Publiée au Journal officiel du 22 février 2014, la loi de programmation pour la ville et la cohésion urbaine viendra replacer les ZUS (Zones Urbaines Sensibles) par des « quartiers prioritaires de la politique de la ville ». Ils verront le jour le 1er janvier 2015 au plus tard.

Par ailleurs, l’article 15 de cette loi va introduire dans le Code du travail et dans le Code pénal un nouveau motif prohibé de discrimination fondée sur « le lieu de résidence ».

Il s’agit donc de combattre directement les discriminations liées « à l’adresse ».
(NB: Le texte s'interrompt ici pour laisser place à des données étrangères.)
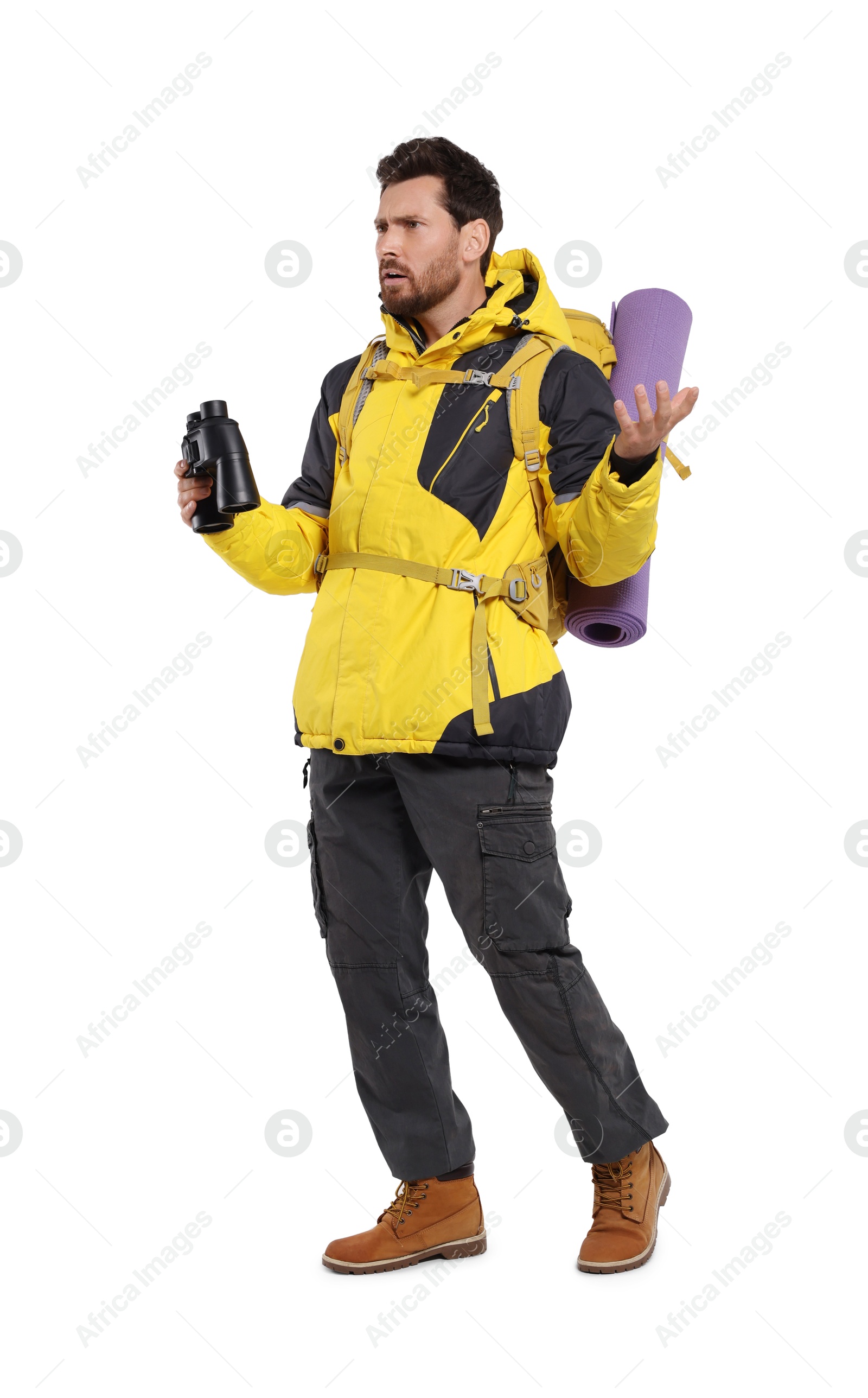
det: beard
[380,247,461,316]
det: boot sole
[323,1230,488,1276]
[579,1169,672,1276]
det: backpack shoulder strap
[337,335,386,466]
[492,334,569,548]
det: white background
[0,0,868,1395]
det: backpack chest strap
[363,359,512,389]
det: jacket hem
[295,733,558,767]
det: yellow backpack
[339,309,691,645]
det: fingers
[654,379,672,437]
[669,389,699,428]
[175,461,213,524]
[633,383,654,427]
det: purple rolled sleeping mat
[565,287,693,647]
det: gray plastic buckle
[449,568,482,593]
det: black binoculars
[180,398,260,534]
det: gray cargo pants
[308,748,667,1180]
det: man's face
[374,175,467,317]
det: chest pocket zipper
[427,389,502,495]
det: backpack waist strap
[313,554,545,735]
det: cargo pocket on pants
[477,804,572,952]
[308,818,328,937]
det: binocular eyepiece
[180,398,260,534]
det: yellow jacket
[203,249,661,766]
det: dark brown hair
[378,136,503,275]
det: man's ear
[461,218,490,263]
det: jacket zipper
[427,389,500,495]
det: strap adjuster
[447,568,482,593]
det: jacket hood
[383,247,573,362]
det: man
[175,137,698,1272]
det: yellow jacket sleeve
[545,437,662,587]
[203,499,328,595]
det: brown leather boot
[323,1174,485,1272]
[579,1141,669,1272]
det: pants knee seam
[552,958,646,1133]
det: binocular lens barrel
[182,398,260,534]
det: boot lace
[591,1156,633,1212]
[378,1180,427,1228]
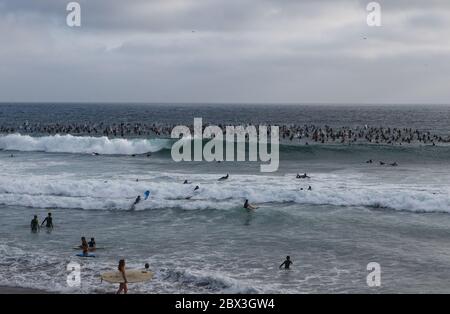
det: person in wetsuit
[88,238,96,249]
[117,259,128,294]
[279,256,293,269]
[30,215,39,232]
[41,213,53,228]
[80,237,89,255]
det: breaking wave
[0,134,171,155]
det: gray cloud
[0,0,450,103]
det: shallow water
[0,107,450,293]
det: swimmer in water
[185,185,200,200]
[244,200,258,210]
[41,213,53,229]
[30,215,40,232]
[279,256,293,269]
[219,173,230,181]
[80,237,89,256]
[88,238,97,250]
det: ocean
[0,103,450,293]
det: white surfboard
[101,269,153,283]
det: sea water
[0,104,450,293]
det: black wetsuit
[42,216,53,228]
[30,218,39,231]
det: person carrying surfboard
[30,215,39,232]
[244,200,258,210]
[117,259,128,294]
[279,256,293,269]
[41,213,53,229]
[88,238,96,250]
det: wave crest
[0,134,171,155]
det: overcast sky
[0,0,450,104]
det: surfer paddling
[279,256,293,269]
[116,259,128,294]
[41,213,53,229]
[30,215,40,232]
[244,200,258,210]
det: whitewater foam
[0,134,171,155]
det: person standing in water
[279,256,293,269]
[41,213,53,229]
[30,215,40,232]
[88,238,96,250]
[80,237,89,256]
[117,259,128,294]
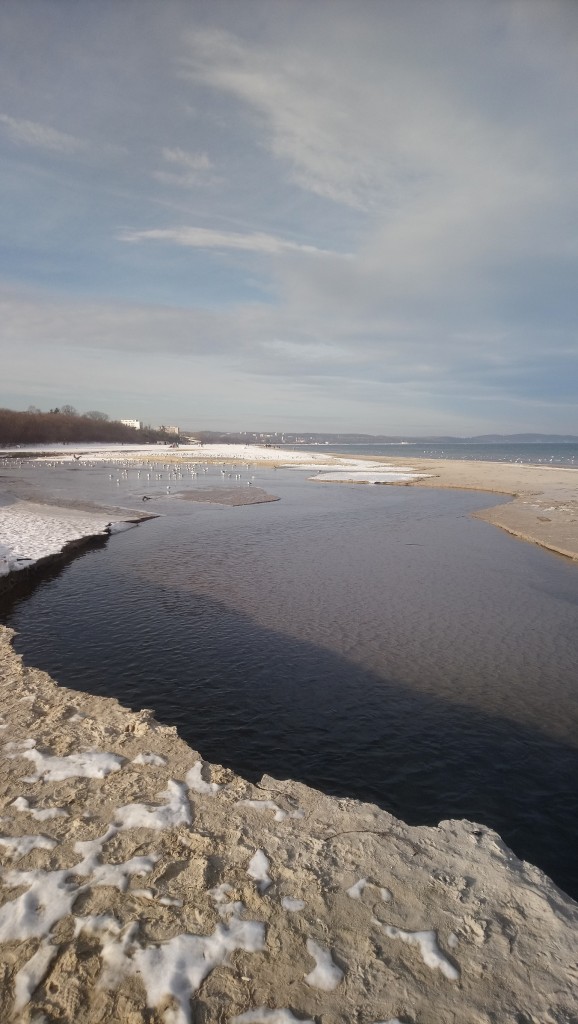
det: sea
[299,441,578,469]
[0,445,578,898]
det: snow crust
[305,939,343,992]
[0,502,116,577]
[247,850,273,893]
[383,925,459,981]
[10,740,124,782]
[281,896,305,913]
[184,761,222,797]
[14,942,58,1013]
[230,1007,315,1024]
[130,754,167,768]
[115,779,193,829]
[10,797,69,821]
[346,879,367,899]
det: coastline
[0,444,578,560]
[0,627,578,1024]
[315,456,578,560]
[0,450,578,1024]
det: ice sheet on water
[0,502,114,575]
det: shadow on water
[0,557,578,898]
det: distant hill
[195,430,578,445]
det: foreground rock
[0,628,578,1024]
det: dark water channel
[2,460,578,897]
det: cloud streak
[0,114,89,156]
[119,227,350,259]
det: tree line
[0,406,167,445]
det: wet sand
[174,487,280,506]
[0,627,578,1024]
[340,456,578,560]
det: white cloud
[119,227,348,258]
[153,146,222,188]
[0,114,88,156]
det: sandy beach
[0,628,578,1024]
[0,444,578,567]
[348,459,578,559]
[0,446,578,1024]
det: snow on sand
[0,627,578,1024]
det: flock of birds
[0,453,255,502]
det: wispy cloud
[119,227,350,259]
[153,146,221,188]
[0,114,89,156]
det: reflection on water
[1,470,578,895]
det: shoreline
[0,627,578,1024]
[319,456,578,561]
[0,453,578,1024]
[0,444,578,560]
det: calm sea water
[3,464,578,897]
[298,441,578,469]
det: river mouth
[2,460,578,897]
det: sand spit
[0,444,578,575]
[314,456,578,560]
[174,487,280,506]
[0,500,156,593]
[0,627,578,1024]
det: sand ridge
[0,628,578,1024]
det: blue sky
[0,0,578,434]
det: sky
[0,0,578,435]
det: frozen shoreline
[0,444,578,579]
[0,627,578,1024]
[0,449,578,1024]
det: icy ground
[0,444,423,575]
[0,628,578,1024]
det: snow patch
[383,925,459,981]
[130,754,167,768]
[281,896,305,913]
[14,942,58,1013]
[305,939,343,992]
[346,879,368,899]
[247,850,273,893]
[11,740,124,782]
[114,779,193,830]
[230,1007,315,1024]
[184,761,222,797]
[10,797,69,821]
[0,836,57,859]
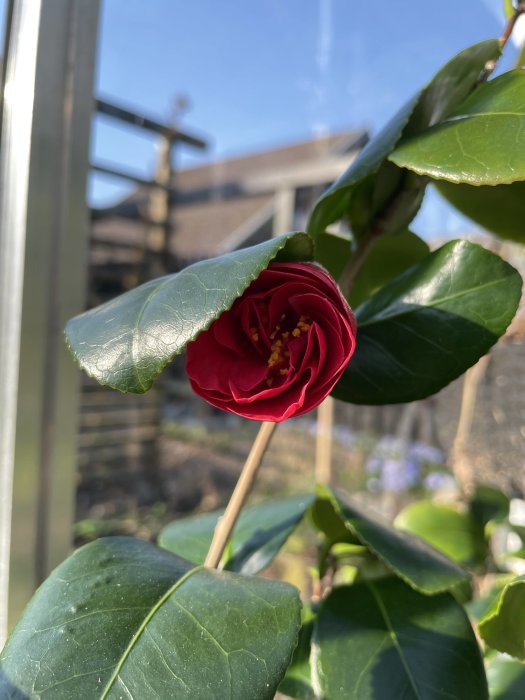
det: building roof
[92,130,367,264]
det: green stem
[478,2,525,83]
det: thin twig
[204,422,277,569]
[499,2,525,50]
[478,2,525,84]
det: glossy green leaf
[279,605,315,700]
[308,39,501,243]
[503,0,516,19]
[466,573,516,622]
[389,69,525,185]
[315,230,430,308]
[403,39,501,137]
[435,180,525,243]
[315,232,352,280]
[394,501,488,566]
[332,241,521,404]
[478,576,525,661]
[159,495,315,574]
[307,95,419,238]
[349,230,430,308]
[66,233,313,394]
[516,44,525,68]
[487,657,525,700]
[312,579,488,700]
[0,538,300,700]
[312,488,469,595]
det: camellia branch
[479,2,525,83]
[204,421,277,569]
[499,2,525,49]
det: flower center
[260,314,310,387]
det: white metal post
[0,0,98,648]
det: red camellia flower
[186,262,356,422]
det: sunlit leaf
[487,657,525,700]
[0,538,300,700]
[308,39,501,243]
[66,233,313,394]
[389,69,525,185]
[312,487,469,595]
[312,579,488,700]
[478,576,525,661]
[394,501,487,566]
[435,180,525,243]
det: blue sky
[0,0,514,235]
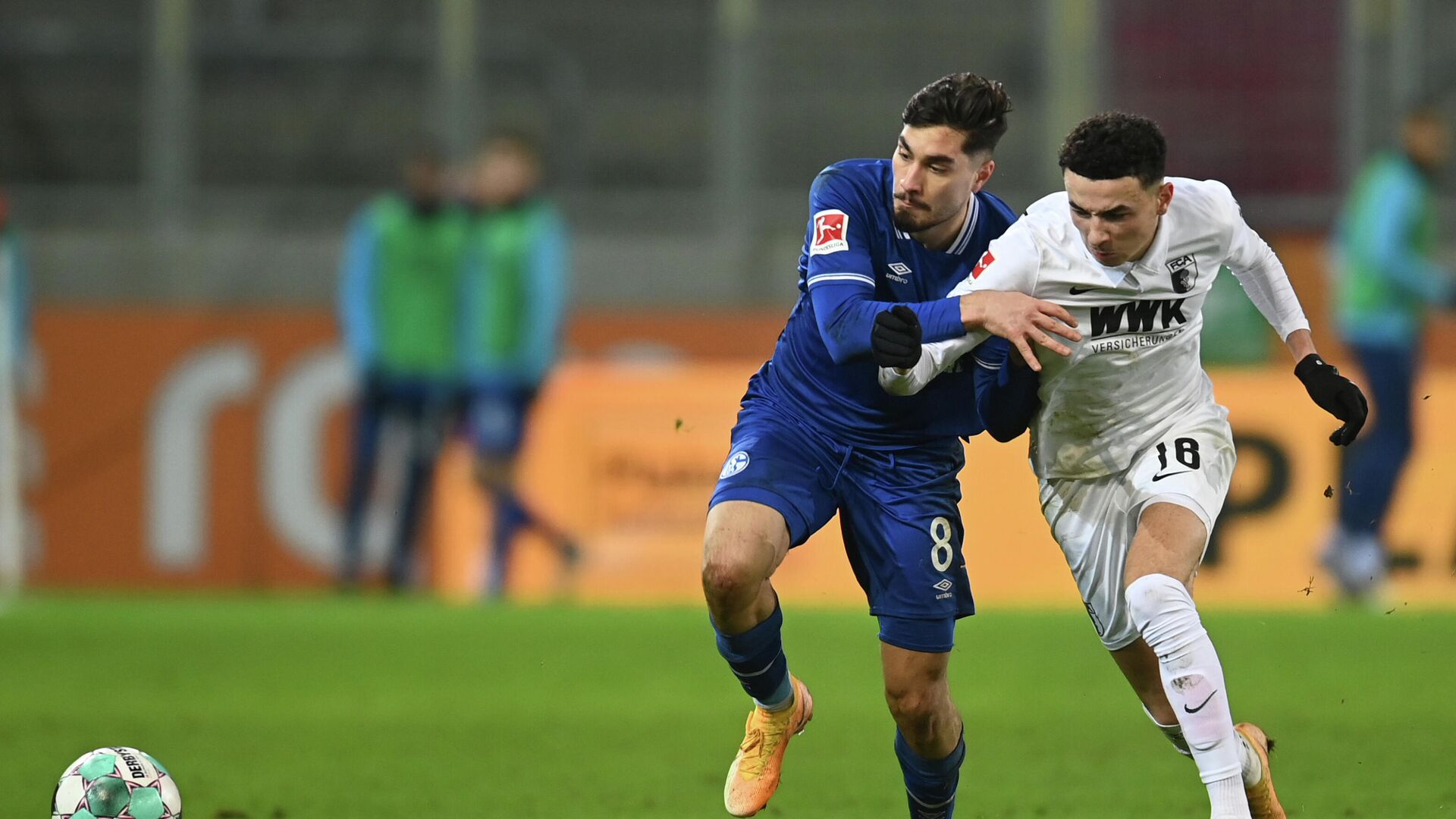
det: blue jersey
[748,158,1016,449]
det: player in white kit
[875,114,1366,819]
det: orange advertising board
[27,309,1456,609]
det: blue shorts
[709,398,975,653]
[464,386,536,459]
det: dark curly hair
[900,71,1010,155]
[1057,111,1168,187]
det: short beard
[890,202,954,233]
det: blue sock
[709,604,793,711]
[896,730,965,819]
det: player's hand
[1294,353,1370,446]
[961,290,1082,373]
[869,305,921,370]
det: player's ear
[971,158,996,194]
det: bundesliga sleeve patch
[971,251,996,278]
[810,210,849,256]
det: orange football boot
[1233,723,1287,819]
[723,675,814,816]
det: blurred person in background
[1322,105,1456,598]
[0,193,30,378]
[337,146,470,588]
[460,133,579,598]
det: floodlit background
[0,0,1456,816]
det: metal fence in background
[0,0,1456,305]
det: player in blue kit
[703,74,1081,819]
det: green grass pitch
[0,596,1456,819]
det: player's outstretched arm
[961,290,1082,373]
[951,227,1082,372]
[1220,185,1370,446]
[810,280,965,364]
[869,302,978,395]
[971,338,1041,443]
[1285,329,1370,446]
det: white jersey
[880,177,1309,478]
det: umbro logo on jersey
[1168,253,1198,293]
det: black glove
[869,305,920,370]
[1294,353,1370,446]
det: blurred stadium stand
[0,0,1456,307]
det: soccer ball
[51,748,182,819]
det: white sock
[1143,705,1264,789]
[1143,705,1192,756]
[1239,733,1264,789]
[1127,574,1249,819]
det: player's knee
[885,682,945,726]
[703,548,764,602]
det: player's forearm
[975,356,1041,443]
[1284,329,1318,364]
[1233,255,1309,344]
[880,350,937,395]
[810,284,965,364]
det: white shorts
[1041,411,1235,651]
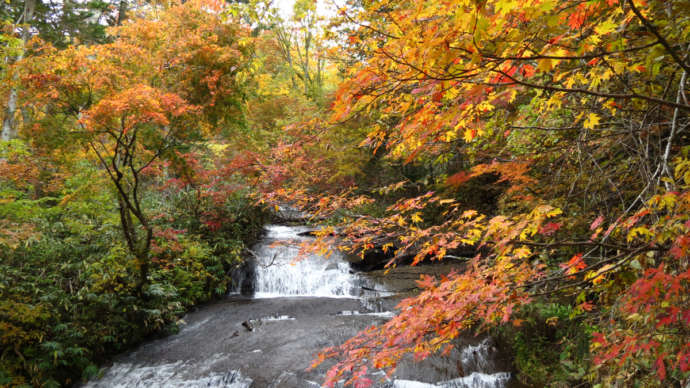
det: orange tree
[300,0,690,385]
[23,1,252,291]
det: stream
[83,225,510,388]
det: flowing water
[85,225,510,388]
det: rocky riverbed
[86,225,510,388]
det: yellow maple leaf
[583,113,601,129]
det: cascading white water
[85,355,252,388]
[86,225,510,388]
[254,225,359,298]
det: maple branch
[491,70,690,111]
[448,41,661,61]
[628,0,690,72]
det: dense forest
[0,0,690,387]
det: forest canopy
[0,0,690,387]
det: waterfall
[85,225,510,388]
[254,225,359,298]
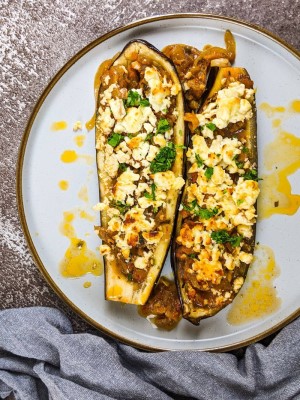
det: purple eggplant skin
[96,39,187,304]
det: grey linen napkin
[0,307,300,400]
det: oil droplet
[60,150,95,165]
[259,103,285,117]
[59,211,76,239]
[272,119,281,128]
[106,285,123,299]
[51,121,68,131]
[291,100,300,113]
[60,238,102,278]
[59,211,103,278]
[58,180,69,190]
[78,186,89,203]
[79,210,96,222]
[74,135,86,147]
[227,245,281,325]
[60,150,78,163]
[85,113,96,131]
[258,131,300,218]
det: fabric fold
[0,307,300,400]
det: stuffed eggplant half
[96,40,185,304]
[173,67,259,325]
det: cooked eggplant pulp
[96,40,185,304]
[172,67,259,325]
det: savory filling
[96,54,184,284]
[138,277,182,331]
[176,78,259,315]
[162,30,235,111]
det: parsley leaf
[188,253,197,260]
[233,154,244,168]
[107,133,124,147]
[210,229,243,247]
[140,99,150,107]
[195,154,203,168]
[242,169,261,181]
[119,163,128,172]
[144,183,156,200]
[145,133,153,142]
[156,118,171,134]
[204,167,214,181]
[205,122,217,131]
[111,200,131,215]
[150,143,176,174]
[125,90,150,107]
[182,200,218,219]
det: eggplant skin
[171,67,259,325]
[95,40,186,305]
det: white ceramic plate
[18,14,300,350]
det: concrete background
[0,0,300,332]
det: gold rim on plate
[16,13,300,352]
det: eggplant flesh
[95,40,185,305]
[172,67,259,325]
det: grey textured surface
[0,0,300,331]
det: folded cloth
[0,307,300,400]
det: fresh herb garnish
[242,169,262,181]
[111,200,131,215]
[140,99,150,107]
[204,167,214,181]
[182,200,218,219]
[233,154,244,168]
[195,154,203,168]
[210,229,243,247]
[145,133,154,142]
[144,183,156,200]
[156,118,171,134]
[107,133,124,147]
[119,163,128,172]
[188,253,197,260]
[150,143,176,174]
[125,90,150,107]
[205,122,217,131]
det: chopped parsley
[205,122,217,131]
[182,200,218,219]
[140,99,150,107]
[150,143,176,174]
[188,253,197,260]
[204,167,214,181]
[242,169,262,181]
[119,163,128,172]
[233,154,244,168]
[124,90,150,107]
[111,200,131,215]
[210,229,243,247]
[195,154,203,168]
[156,118,171,134]
[107,133,124,147]
[144,183,156,200]
[145,133,154,142]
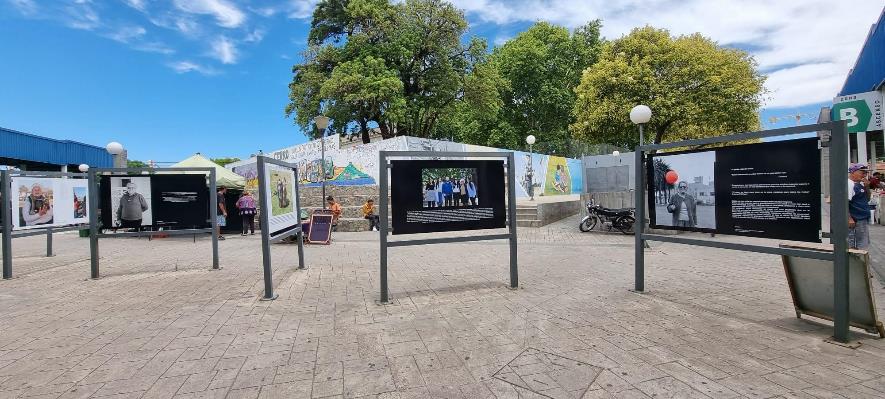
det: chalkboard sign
[307,212,332,245]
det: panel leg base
[824,337,862,349]
[259,293,280,301]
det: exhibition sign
[100,174,211,230]
[259,162,301,238]
[832,91,883,133]
[9,176,89,230]
[390,160,507,234]
[646,138,821,242]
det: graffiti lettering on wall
[231,135,583,197]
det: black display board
[390,160,507,234]
[646,138,821,242]
[99,174,211,229]
[307,211,333,244]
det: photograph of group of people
[421,168,479,208]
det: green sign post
[832,91,883,133]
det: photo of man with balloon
[650,151,716,230]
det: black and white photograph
[421,168,479,208]
[110,176,154,229]
[649,150,716,230]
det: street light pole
[313,115,329,209]
[525,134,535,201]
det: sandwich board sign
[833,91,883,133]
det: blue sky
[0,0,882,162]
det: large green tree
[571,27,765,148]
[442,20,601,155]
[285,0,487,142]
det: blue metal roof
[0,127,113,168]
[839,9,885,96]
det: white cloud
[65,0,101,30]
[175,0,246,28]
[107,26,147,43]
[210,36,239,64]
[123,0,147,12]
[243,29,265,43]
[9,0,37,16]
[167,61,218,76]
[451,0,883,107]
[288,0,318,19]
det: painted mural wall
[227,135,584,197]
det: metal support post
[378,151,390,303]
[0,170,12,280]
[46,227,52,258]
[507,152,519,288]
[293,167,306,270]
[258,157,277,301]
[209,168,219,270]
[87,170,99,279]
[830,121,850,343]
[633,148,645,292]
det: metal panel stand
[257,156,306,301]
[88,168,219,279]
[378,151,519,304]
[634,121,850,344]
[0,170,12,280]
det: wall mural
[227,135,584,197]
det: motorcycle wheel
[613,216,636,234]
[578,216,596,233]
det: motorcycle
[578,199,636,234]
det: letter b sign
[833,100,872,133]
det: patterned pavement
[0,218,885,399]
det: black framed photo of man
[12,176,89,230]
[99,174,210,230]
[646,138,821,242]
[390,160,507,234]
[260,163,301,237]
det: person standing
[117,181,148,230]
[467,179,476,206]
[848,163,870,249]
[362,198,379,231]
[237,191,255,236]
[215,187,227,240]
[667,181,698,227]
[19,183,54,227]
[443,177,454,206]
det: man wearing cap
[848,163,870,249]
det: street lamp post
[630,105,651,145]
[525,134,535,201]
[313,115,329,209]
[104,141,126,168]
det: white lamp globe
[104,141,123,155]
[630,105,651,125]
[313,115,329,130]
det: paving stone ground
[0,218,885,398]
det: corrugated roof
[839,8,885,96]
[0,127,113,168]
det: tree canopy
[285,0,487,142]
[571,27,765,148]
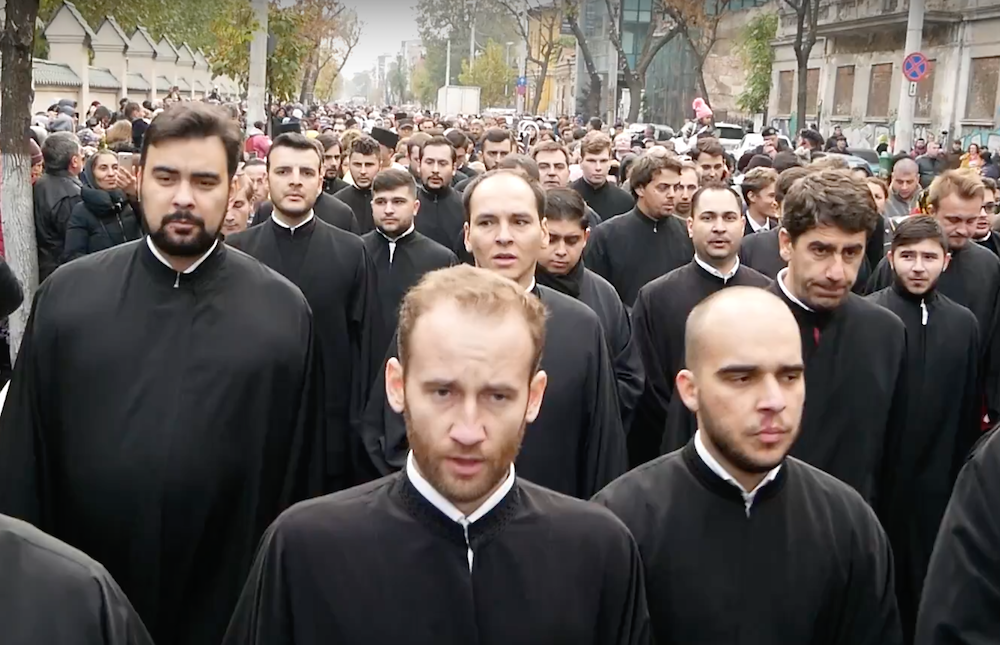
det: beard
[149,211,221,257]
[403,410,528,505]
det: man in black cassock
[584,155,694,311]
[365,170,628,498]
[868,217,980,643]
[334,135,381,235]
[0,515,153,645]
[0,103,323,645]
[594,286,902,645]
[629,182,771,468]
[361,168,458,356]
[224,262,649,645]
[868,170,1000,421]
[915,428,1000,645]
[756,170,908,500]
[226,133,385,491]
[535,188,643,433]
[416,136,465,250]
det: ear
[778,227,792,263]
[524,370,549,423]
[385,357,406,414]
[674,369,698,414]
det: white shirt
[778,267,812,311]
[271,211,314,235]
[406,451,514,573]
[694,430,781,517]
[375,222,417,264]
[694,253,740,284]
[146,235,219,274]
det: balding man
[594,287,902,645]
[885,157,920,228]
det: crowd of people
[0,90,1000,645]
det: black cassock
[535,260,643,433]
[594,441,902,645]
[584,206,694,311]
[0,515,153,645]
[768,276,909,508]
[0,240,323,645]
[628,260,771,468]
[224,472,649,645]
[868,285,981,642]
[365,285,628,499]
[253,193,361,235]
[227,218,385,491]
[361,229,458,356]
[334,186,375,235]
[867,241,1000,422]
[915,428,1000,645]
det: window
[778,71,795,114]
[913,60,935,121]
[965,57,1000,121]
[866,63,892,118]
[833,65,854,116]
Dans ces conditions, le nouvel article L.1132-1 du Code du travail dispose désormais qu’aucune « personne ne peut être écartée d'une procédure de recrutement ou de l'accès à un stage ou à une période de formation en entreprise, aucun salarié ne peut être sanctionné, licencié ou faire l'objet d'une mesure discriminatoire, directe ou indirecte, telle que définie à l'article 1er de la loi n° 2008-496 du 27 mai 2008 portant diverses dispositions d'adaptation au droit communautaire dans le domaine de la lutte contre les discriminations, notamment en matière de rémunération, au sens de l'article L. 3221-3, de mesures d'intéressement ou de distribution d'actions, de formation, de reclassement, d'affectation, de qualification, de classification, de promotion professionnelle, de mutation ou de renouvellement de contrat en raison de son origine, de son sexe, de ses moeurs, de son orientation ou identité sexuelle, de son âge, de sa situation de famille ou de sa grossesse, de ses caractéristiques génétiques, de son appartenance ou de sa non-appartenance, vraie ou supposée, à une ethnie, une nation ou une race, de ses opinions politiques, de ses activités syndicales ou mutualistes, de ses convictions religieuses, de son apparence physique, de son nom de famille, de son lieu de résidence ou en raison de son état de santé ou de son handicap ».

  • Les critères d'éligibilité aux emplois d’avenir sont assouplis

Par décret n° 2014-188 du 20 février 2014, Pôle emploi, les missions locales ou les Cap emploi on été autorisés, à compter du 24 février dernier, à accorder deux types de dérogation pour la conclusion d'emplois d'avenir. 

1) Les titulaires d'un diplôme de niveau V (CAP ou BEP) qui devaient jusqu'à cette date justifier de 6 mois minimum de recherche d'emploi au cours des 12 derniers mois voient cette durée raccourcie "si le parcours de formation des intéressés, leurs perspectives locales d'accès à l'emploi au regard de leur qualification ou des difficultés sociales particulières le justifient".

2) Les jeunes relevant des ZUS, ZRR, DOM et certaines collectivités d'outre-mer, diplômés au plus d'un bac + 3, qui jusqu’alors pouvait signer un emploi d'avenir s'ils justifiaient de 12 mois minimum de recherche d'emploi sur les 18 derniers mois voient également cette dernière durée raccourcie. Elle peut dorénavant être inférieure à 12 mois si la situation le justifie ("si le parcours de formation des intéressés, leurs perspectives locales d'accès à l'emploi au regard de leur qualification ou des difficultés sociales particulières le justifient").